Solution 3: The first 3 women to win

Even without looking at the data, you might have already guessed one of the famous names: Marie Curie.

df_data[df_data.sex == 'Female'].sort_values('year', ascending=True)[:3]


Solution 4: The Repeat Winners

Winning a Nobel prize is quite an achievement. However, some folks have actually won the prize multiple times. To find them, we can use many different approaches. One approach is to look for duplicates in the full_name column:

is_winner = df_data.duplicated(subset=['full_name'], keep=False)
multiple_winners = df_data[is_winner]
print(f'There are {multiple_winners.full_name.nunique()}' \
      ' winners who were awarded the prize more than once.')

There are 6 winners who were awarded the prize more than once.

col_subset = ['year', 'category', 'laureate_type', 'full_name']
multiple_winners[col_subset]

Only 4 of the repeat laureates were individuals.

We see that Marie Curie actually got the Nobel prize twice - once in physics and once in chemistry. Linus Carl Pauling got it first in chemistry and later for peace given his work in promoting nuclear disarmament. Also, the International Red Cross was awarded the Peace prize a total of 3 times. The first two times were both during the devastating World Wars.
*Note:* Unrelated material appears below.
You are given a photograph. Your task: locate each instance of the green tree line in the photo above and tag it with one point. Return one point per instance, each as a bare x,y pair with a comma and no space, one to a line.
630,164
Solution 5: Number of Prizes per Category

To find the number of unique categories in a column we can use:

df_data.category.nunique()

To generate the vertical plotly bar chart, we again use .value_counts():

prizes_per_category = df_data.category.value_counts()
v_bar = px.bar(
        x = prizes_per_category.index,
        y = prizes_per_category.values,
        color = prizes_per_category.values,
        color_continuous_scale='Aggrnyl',
        title='Number of Prizes Awarded per Category')

v_bar.update_layout(xaxis_title='Nobel Prize Category', 
                    coloraxis_showscale=False,
                    yaxis_title='Number of Prizes')
v_bar.show()


Solution 6: The Economics Prize

The chart above begs the question: "Why are there so few prizes in the field of economics?". Looking at the first couple of winners in the economics category, we have our answer:

df_data[df_data.category == 'Economics'].sort_values('year')[:3]

The economics prize is much newer. It was first awarded in 1969, compared to 1901 for physics.


Solution 7: Male and Female Winners by Category

We already saw that overall, only 6.2% of Nobel prize winners were female. Does this vary by category?

cat_men_women = df_data.groupby(['category', 'sex'], 
                               as_index=False).agg({'prize': pd.Series.count})
cat_men_women.sort_values('prize', ascending=False, inplace=True)

We can combine .groupby() and .agg() with the .count() function. This way we can count the number of men and women by prize category.

We can then use .color the parameter in the .bar() function to mark the number of men and women on the chart:

v_bar_split = px.bar(x = cat_men_women.category,
                     y = cat_men_women.prize,
                     color = cat_men_women.sex,
                     title='Number of Prizes Awarded per Category split by Men and Women')

v_bar_split.update_layout(xaxis_title='Nobel Prize Category', 
                          yaxis_title='Number of Prizes')
v_bar_split.show()

We see that overall the imbalance is pretty large with physics, economics, and chemistry. Women are somewhat more represented in categories of Medicine, Literature and Peace. Splitting bar charts like this is an incredibly powerful way to show a more granular picture.